MediaWiki::DumpFile::Compat - Compatibility with Parse::MediaWikiDump

SYNOPSIS

  use MediaWiki::DumpFile::Compat;

  $pmwd = Parse::MediaWikiDump->new;
  

ABOUT

This is a compatibility layer with Parse::MediaWikiDump; instead of "use Parse::MediaWikiDump;" you "use MediaWiki::DumpFile::Compat;". The Parse::MediaWikiDump module itself is well documented so it will not be reproduced here. The benefit of using the new compatibility module is an increased processing speed - see the MediaWiki::DumpFile main documentation for benchmark results.
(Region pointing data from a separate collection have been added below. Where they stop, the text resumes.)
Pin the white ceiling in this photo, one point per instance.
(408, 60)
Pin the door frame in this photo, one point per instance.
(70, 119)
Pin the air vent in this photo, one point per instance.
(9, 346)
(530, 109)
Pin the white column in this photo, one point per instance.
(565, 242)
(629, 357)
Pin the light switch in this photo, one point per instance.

Compatibility is verified by using the existing Parse::MediaWikiDump test suite with the following adjustments:

Parse::MediaWikiDump::Pages

  • Parse::MediaWikiDump did not need to load all revisions of an article into memory when processing dump files that contain more than one revision but this compatibility module does. The API does not change but the memory requirements for parsing those dump files certainly do. It is, however, highly unlikely that you will notice this as most of the documents with many revisions per article are so large that Parse::MediaWikiDump would not have been able to parse them in any reasonable timeframe.

  • The order of the results from namespaces() is now sorted by the namespace ID instead of being in document order

  • Order of values from next() is now in identical order as SQL file.

BUGS

  • The value of current_byte() wraps at around 2 gigabytes of input XML; see http://rt.cpan.org/Public/Bug/Display.html?id=56843

LIMITATIONS

  • This compatibility layer is not yet well tested.